Iqbal Ahmad, C.J.
1. This is an appeal by judgment-debtors whose application for amendment of a decree under Section 8, Debt Redemption Act (13 of 1940), has been dismissed by the Court below on the ground that on the date of the advance of the loan which culminated in the decree, the appellants were not agriculturists. The facts are no longer in controversy and are as follows:
2. On 23rd January 1932 one Prabhu Lal who was the manager of the joint Hindu family of which the present appellants are members executed a mortgage deed in favour of Manohar Lal, decree-holder respondent, for a sum of Rs. 5618. This consideration was made up of amounts due on the basis of two promissory notes executed by Prabhu Lal in favour of Manohar Lal. Manohar Lal put the mortgage into suit in the year 1933 and eventually obtained a final decree for the sale on 14th March 1936. The judgment-debtor-appellants applied for the amendment of this decree under Section 8, Debt Redemption Act. The application of the judgment-debtors was opposed by the decree-holder on the ground that the joint Hindu family of which the appellants were members, was assessed to income-tax in the year 1932, in which year the mortgage deed was executed and that as such the joint family or the members thereof could not be deemed to be agriculturists in that year and accordingly the appellants were not entitled to the benefit of the provisions of the Debt Redemption Act. The Court below accepted this contention of the decree-holder and dismissed the application made by the judgment-debtor appellants for amendment of the decree. The view taken by the Court below that in order to attract the application of Section 8 of the Act, it is necessary that the loan should have been made to an agriculturist is unsustainable in view of the Full Bench decision of this Court in Ketki Kunwar v. Ram Swaroop ('42) 29 A.I.R 1942 All. 390. It was held in that case that
where the advance is recoverable from the property of an agriculturist the proviso to Section 2(9), Debt Redemption Act, has no application and the case is governed by the main clause of Section 2(9).
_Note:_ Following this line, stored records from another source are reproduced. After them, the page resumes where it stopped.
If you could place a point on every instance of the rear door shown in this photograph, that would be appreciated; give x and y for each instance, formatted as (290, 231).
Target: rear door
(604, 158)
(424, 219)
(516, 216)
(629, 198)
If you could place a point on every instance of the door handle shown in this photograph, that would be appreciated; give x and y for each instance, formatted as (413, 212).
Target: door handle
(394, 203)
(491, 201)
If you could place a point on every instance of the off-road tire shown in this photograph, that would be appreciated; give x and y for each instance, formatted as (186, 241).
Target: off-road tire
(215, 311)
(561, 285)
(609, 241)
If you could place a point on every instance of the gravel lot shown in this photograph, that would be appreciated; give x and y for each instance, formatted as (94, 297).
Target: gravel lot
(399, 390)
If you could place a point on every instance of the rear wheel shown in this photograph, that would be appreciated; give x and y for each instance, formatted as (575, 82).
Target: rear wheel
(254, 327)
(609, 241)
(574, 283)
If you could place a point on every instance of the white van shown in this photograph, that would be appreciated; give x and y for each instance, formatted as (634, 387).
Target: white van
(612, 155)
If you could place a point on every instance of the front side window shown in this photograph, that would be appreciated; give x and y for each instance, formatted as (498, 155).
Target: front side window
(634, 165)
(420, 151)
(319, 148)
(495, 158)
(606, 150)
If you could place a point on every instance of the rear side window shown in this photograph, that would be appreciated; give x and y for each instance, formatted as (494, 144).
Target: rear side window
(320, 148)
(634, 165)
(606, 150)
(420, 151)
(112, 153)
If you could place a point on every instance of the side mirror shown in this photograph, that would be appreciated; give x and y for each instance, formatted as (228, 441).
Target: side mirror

It was further held in that case that
where the advance is recoverable only from the property of an agriculturist, it is not necessary that the advance should have been also made to an agriculturist.
In the case before us, as already stated, the mortgage of 1932 has merged into a decree which directs the sale of the mortgaged property. The loan that has culminated in the decree is, therefore, recoverable from the property of the judgment-debtors appellants who undoubtedly were agriculturists on the date that they applied for the amendment of the decree. The case is, therefore, governed not by the proviso to Sub-section (9) of Section 2 but by the main paragraph of Sub-section (9). It was pointed out in the course of the argument that as the mortgage of 1932 was put into suit within six years, a simple money decree can be obtained by the decree-holder against the judgment-debtors appellants and as such the proviso to Sub-section (9) of Section 2 applies. In view of the provisions of Section 21 of the Act, this argument cannot be accepted. Section 21 provides that:
Notwithstanding the provisions of Rule 6 of Order 34 a simple money decree cannot be passed in favour of a mortgagee where the mortgagee has, on a loan secured by a first mortgage, obtained a decree for sale and the net proceeds of the sale of the mortgaged property are found insufficient to pay the amount due to the mortgagee.
In the present case the loan due on the basis of the two promissory notes was secured by a first mortgage and it is, therefore, manifest that even in the event of the mortgaged property proving insufficient for the satisfaction of the decree the decree-holder will not be entitled to get a simple money decree under Order 34, Rule 6 against the judgment-debtor appellants. The judgment-debtor appellants are, therefore, not personally liable for the decretal amount and as such the proviso to Sub-section (9) has no application to the present case. For the reasons given above, we allow this appeal, set aside the decision of the Court below and remand the case to that Court with a direction to restore the application of the judgment-debtor-appellants under Section 8, Debt Redemption Act, to its original number and dispose of the same according to law. Costs here and hitherto will be the costs in the cause and will abide the result.